The World Bank and IFC work in partnership to mobilize finance for development in agricultural value chains. The so-called “MFD approach” seeks to crowd-in private investments and optimize the use of scarce public resources to achieve sustainable development goals, for example by improving the policy and regulatory environment, reducing transaction costs and risks, scaling up finance and promoting good governance and environmental and social sustainability. In Cote d’Ivoire, for example, the World Bank is providing $200 million to support cashew sector policy reform and improve smallholder farmers and processors’ access to markets, technology and training, while IFC works with local banks to catalyze credit across the cashew value chain. 

Results

The World Bank’s 15-year experience with productive alliances in Latin America (21 projects, 10 countries, US$ 1 billion funding since 2000) shows it’s possible to increase productivity, market integration, and income of smallholder farmers by forging stronger links between producers, buyers and the public sector. The average increase in net income in Colombia and Bolivia was about 30 percent and most productive alliances continued to operate long after project completion.

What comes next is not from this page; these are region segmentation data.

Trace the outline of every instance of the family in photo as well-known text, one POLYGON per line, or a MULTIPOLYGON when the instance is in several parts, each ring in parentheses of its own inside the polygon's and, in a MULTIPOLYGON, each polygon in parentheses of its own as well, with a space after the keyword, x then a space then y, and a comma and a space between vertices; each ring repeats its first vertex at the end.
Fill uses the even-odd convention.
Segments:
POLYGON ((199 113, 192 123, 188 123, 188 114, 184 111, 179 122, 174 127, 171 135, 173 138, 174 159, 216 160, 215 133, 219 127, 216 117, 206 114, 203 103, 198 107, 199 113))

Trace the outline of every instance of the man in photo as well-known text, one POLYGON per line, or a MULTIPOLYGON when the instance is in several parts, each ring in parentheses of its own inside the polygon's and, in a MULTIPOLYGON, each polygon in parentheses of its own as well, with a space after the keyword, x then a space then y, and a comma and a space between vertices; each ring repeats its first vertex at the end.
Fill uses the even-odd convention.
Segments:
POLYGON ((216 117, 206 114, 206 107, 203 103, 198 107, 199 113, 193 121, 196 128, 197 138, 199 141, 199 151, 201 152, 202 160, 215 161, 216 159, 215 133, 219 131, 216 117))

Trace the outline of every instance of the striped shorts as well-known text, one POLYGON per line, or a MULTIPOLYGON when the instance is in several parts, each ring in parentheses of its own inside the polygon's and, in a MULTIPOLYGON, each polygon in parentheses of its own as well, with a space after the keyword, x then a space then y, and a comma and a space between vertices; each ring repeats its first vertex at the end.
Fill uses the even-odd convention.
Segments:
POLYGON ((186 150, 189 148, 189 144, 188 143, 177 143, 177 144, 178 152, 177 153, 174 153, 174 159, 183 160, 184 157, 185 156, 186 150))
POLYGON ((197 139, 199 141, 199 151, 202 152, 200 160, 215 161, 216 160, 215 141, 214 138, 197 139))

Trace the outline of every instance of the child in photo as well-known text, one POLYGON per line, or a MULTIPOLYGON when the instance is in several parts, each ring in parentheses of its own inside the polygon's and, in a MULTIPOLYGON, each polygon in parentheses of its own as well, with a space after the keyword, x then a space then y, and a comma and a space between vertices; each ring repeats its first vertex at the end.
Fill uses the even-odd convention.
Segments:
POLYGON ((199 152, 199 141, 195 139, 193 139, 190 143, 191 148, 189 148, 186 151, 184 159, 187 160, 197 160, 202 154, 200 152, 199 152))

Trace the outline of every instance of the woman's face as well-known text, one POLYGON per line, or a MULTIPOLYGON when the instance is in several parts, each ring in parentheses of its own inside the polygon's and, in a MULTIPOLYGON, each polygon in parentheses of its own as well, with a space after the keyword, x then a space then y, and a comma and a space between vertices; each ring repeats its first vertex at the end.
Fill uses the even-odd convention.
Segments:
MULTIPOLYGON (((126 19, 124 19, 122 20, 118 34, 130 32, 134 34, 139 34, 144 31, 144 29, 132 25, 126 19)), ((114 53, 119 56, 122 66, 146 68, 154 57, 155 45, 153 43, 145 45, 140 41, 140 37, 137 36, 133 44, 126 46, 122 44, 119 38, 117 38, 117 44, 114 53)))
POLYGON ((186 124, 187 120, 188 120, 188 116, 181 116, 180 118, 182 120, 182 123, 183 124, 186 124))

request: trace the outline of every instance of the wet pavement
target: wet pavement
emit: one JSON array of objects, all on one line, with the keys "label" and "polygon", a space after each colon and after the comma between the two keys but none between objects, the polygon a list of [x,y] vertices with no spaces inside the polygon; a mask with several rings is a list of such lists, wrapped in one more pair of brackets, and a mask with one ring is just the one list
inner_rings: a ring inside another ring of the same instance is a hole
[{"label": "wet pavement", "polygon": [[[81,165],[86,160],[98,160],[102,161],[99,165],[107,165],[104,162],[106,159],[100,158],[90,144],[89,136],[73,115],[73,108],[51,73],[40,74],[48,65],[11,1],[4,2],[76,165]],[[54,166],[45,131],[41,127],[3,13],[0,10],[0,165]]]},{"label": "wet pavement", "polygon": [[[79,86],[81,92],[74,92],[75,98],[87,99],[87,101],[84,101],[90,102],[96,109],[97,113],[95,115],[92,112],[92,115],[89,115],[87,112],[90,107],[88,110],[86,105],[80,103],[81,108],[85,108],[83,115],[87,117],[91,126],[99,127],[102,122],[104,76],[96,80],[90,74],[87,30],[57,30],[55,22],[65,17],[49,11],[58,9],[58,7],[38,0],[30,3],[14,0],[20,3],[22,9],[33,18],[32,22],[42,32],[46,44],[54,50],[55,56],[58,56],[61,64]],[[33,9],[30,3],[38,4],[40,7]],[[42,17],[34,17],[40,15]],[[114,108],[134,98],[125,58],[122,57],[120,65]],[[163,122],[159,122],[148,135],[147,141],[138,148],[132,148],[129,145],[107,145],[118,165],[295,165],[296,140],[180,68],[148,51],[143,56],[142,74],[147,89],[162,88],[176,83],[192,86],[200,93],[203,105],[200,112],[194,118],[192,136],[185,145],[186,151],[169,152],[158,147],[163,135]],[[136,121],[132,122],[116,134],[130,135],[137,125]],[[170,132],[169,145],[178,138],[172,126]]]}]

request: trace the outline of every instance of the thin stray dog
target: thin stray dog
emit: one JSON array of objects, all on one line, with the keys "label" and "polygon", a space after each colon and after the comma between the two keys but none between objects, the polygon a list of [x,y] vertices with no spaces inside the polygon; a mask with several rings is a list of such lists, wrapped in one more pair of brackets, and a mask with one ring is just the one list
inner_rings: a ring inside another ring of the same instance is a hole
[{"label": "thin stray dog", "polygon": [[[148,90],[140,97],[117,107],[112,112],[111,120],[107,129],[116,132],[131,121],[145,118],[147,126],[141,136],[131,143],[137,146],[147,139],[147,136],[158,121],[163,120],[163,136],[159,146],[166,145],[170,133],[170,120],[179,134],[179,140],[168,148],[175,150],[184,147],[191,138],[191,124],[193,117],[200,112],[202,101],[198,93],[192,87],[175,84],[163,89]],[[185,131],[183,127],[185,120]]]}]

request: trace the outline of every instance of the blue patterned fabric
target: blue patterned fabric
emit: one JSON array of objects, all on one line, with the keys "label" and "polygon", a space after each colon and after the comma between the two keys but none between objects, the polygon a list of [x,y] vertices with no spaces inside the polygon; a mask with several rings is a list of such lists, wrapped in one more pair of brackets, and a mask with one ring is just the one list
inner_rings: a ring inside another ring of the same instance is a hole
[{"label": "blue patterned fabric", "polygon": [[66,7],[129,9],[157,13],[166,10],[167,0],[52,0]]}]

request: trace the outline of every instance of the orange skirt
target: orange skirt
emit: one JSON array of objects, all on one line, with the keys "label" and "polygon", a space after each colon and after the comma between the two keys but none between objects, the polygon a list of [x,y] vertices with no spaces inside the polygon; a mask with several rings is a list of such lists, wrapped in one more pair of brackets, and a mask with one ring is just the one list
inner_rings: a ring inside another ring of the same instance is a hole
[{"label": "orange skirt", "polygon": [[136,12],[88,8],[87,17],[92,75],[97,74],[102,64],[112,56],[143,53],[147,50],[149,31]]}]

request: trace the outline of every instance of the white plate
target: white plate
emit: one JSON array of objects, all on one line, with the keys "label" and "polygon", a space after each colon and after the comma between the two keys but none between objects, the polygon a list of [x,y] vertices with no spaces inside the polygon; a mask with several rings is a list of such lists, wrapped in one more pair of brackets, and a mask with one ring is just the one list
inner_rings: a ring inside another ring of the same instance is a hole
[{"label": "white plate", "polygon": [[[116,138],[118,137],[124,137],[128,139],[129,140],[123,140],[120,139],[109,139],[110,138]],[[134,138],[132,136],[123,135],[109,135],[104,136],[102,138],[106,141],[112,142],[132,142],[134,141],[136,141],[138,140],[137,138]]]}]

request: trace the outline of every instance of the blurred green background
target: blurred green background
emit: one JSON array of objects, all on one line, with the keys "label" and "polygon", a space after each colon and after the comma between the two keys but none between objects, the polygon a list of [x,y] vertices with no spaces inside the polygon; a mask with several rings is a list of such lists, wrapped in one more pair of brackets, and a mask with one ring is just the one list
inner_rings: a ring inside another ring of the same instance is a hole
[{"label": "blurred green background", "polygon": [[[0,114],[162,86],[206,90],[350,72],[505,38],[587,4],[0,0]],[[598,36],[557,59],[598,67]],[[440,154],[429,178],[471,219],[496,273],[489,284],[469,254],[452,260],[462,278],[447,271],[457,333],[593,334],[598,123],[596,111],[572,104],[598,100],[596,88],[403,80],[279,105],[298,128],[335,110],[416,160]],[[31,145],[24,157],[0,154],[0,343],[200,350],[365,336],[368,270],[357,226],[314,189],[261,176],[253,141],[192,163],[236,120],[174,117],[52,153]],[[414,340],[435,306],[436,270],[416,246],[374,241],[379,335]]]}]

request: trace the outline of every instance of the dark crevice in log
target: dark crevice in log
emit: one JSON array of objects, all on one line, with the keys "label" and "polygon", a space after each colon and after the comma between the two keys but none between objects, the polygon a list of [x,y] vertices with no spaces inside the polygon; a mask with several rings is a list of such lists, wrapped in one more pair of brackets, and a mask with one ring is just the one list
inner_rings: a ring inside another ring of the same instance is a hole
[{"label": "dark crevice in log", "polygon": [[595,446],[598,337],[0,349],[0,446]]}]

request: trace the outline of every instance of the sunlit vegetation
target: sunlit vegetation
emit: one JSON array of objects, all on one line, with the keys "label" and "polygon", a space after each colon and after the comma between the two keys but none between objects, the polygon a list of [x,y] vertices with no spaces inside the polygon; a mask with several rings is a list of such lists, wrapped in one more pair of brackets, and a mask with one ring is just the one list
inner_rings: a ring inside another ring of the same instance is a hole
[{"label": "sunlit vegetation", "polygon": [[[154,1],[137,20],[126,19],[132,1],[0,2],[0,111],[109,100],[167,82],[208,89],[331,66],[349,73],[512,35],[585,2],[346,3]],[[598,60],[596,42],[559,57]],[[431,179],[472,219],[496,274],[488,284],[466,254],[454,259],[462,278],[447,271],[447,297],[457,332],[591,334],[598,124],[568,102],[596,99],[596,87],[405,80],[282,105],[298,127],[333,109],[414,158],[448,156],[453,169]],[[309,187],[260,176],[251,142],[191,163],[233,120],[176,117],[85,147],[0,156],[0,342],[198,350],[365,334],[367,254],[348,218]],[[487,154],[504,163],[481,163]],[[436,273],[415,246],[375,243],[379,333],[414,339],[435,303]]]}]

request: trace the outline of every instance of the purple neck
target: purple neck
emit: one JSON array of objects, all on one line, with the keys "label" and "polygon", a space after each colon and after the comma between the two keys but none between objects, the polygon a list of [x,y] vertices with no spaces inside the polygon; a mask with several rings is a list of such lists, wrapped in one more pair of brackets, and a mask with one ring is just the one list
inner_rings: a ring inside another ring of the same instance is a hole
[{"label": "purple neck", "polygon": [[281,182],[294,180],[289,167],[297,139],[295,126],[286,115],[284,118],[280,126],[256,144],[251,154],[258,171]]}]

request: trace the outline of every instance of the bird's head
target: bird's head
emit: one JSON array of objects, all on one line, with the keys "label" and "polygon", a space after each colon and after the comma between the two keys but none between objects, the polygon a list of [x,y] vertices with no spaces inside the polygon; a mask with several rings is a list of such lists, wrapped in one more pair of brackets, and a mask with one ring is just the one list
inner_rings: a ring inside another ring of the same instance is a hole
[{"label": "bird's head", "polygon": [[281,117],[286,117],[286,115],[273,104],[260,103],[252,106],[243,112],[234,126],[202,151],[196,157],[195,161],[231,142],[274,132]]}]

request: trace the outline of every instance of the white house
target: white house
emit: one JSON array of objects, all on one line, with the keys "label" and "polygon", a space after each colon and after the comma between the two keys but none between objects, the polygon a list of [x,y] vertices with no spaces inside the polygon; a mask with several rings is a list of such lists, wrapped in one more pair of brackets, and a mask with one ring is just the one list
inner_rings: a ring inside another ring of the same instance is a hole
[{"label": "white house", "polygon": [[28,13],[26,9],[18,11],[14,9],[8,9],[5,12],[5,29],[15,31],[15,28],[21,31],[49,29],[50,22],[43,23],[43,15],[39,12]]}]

In Madagascar, a World Bank-funded project is helping cocoa farmers increase the value of their exports by moving from standard-quality cocoa to superior-quality cocoa. In addition to commanding higher prices, superior-quality cocoa results in fewer post-harvest losses.

In Cameroon, a partnership between sorghum producers, agribusiness purchasers and financial institutions has improved the livelihoods of smallholders in a region plagued by insecurity and prone to climatic hazards.

Removing existing companies’ powers to veto the licensing of new tea factories in Kenya enabled the entry of new competitors, facilitation investment in the sector and allowing farmers to receive 70 percent higher prices for their crop.

World Bank Group projects supporting government reforms in Cote d’Ivoire, Ethiopia, Ghana, Kenya, Malawi and Senegal to introduce Warehouse Receipt Systems have helped improve the integration of producers, traders, and processors into value chains by improving their access to professional storage and credit.

The Bank helped poor and vulnerable farmers in the state of Assam, India, significantly increase their productivity by investing in better and more extensive rural roads, upgrades to food markets, and farmer groups. Over 290 dairy cooperatives and 3,200 fish farmer groups were created. Paddy rice yields more than doubled and farmers diversified to higher value crops. Of the project’s 566,000 direct beneficiaries, 17 percent were landless, 47 percent were marginal farmers, and 31 percent were small farmers. A recently approved project in Assam will help facilitate agri-business investments, increase agriculture productivity and market access, and enable small farm holders to produce crops that are resilient to floods and droughts.

In Vietnam, the Bank’s support for the 2008 to 2014 Agriculture Competitiveness Project trained more than 93,400 farmers in modern farming techniques, fostered the establishment of farmers’ organizations linked to agri-businesses, and provided critical public infrastructure. As a result, producers saw the value of their sales increase by almost 20 percent.